When I was growing up in the 70s and 80s, I genuinely believed that humanity was never going to make it to the year 2000. It was so obvious that we were going to annihilate ourselves with nuclear weapons, it hardly seemed to make any sense to dream of a life, have a family or make any plans if I was going to die before I was 30. Then the wall came down and everything changed; the future opened up before me. It’s been amazing to spend nearly three decades free of that fear, and to see young people growing up around me who have never felt oppressed by the scary future.
But in those years, something else has happened. In Western societies freed from the Cold War, and in increasingly globalised markets, absolutely everything has been seized on and exploited by capital. We can have everything new and shiny, and cheap – so cheap! No need to dally here for long – so much has already been written by better-informed people than me about the impact of these processes. But I think we can see that in the past decade, a fashion for handicrafts (both participating in crafts and buying handmade products) and even more for the ‘Industrial’ interior, which values old, battered objects that speak of work with the hands and import ‘authenticity’ and history into the home, have been part of the response to this bright and shiny world of the new and mass-produced.
It extends into all areas of our culture – look at an old episode of Top of the Pops and the naivety and crudity of the production will seem laughable. The alpha-example for me was walking into Topshop a couple of years ago and seeing denim cut-offs for £25. Who in almighty hell buys such a thing? That’s hours of minimum-wage labour for a teenager, for something that should essentially be ‘free’ – a by-product of the jeans you’ve already had for years, that you just chop the legs off of. Quite apart from all the problems of over-production, labour rights in developing countries and pollution by the garment industry, it bespeaks quite another issue: dependency. If we are dependent upon shops and industry to supply our needs, they have an immense power over our lives.
Recently I heard Jay Brave talking about his veganism as a political issue, how if you could grow your own food you became instantly free of a whole industry. I found this very inspiring. I’m no longer convinced that there will be a post-apocalypse to deal with, or even that capitalism will crash and burn, although either of those may manifest in some form, but I do increasingly want to detach from a system that is rotten to the core. Not all of us can, or want, to live off-grid in an adobe house and weave all our own yoghurt.
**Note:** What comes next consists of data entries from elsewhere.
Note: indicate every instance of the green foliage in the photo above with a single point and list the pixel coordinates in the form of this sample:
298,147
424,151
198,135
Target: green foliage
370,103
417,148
But we can all start to become more self-sufficient through handicrafts and gardening, by sharing large items like lawnmowers instead of buying them individually, and by re-using or donating old things. Simple acts like cutting up your own jeans, painting an old chest of drawers or growing some salad on the windowsill are small acts of revolution. If you can learn survival skills like camping, lighting a fire, making a stone tool or a basket, so much the better; you will feel even more free and less dependent on a system that only views you as a consumer, a cash cow.
I also get an enormous sense of satisfaction looking around and knowing that I made, or upcycled, or modified, or embellished the things that I use and wear. Making things is good for our physical and mental health, it’s calming, satisfying and fun. I hope this year to spend the summer living off-gird, eating mostly home-grown food, learning all sorts of new skills that will make me feel more secure in this uncertain world, more self-sufficient and more capable.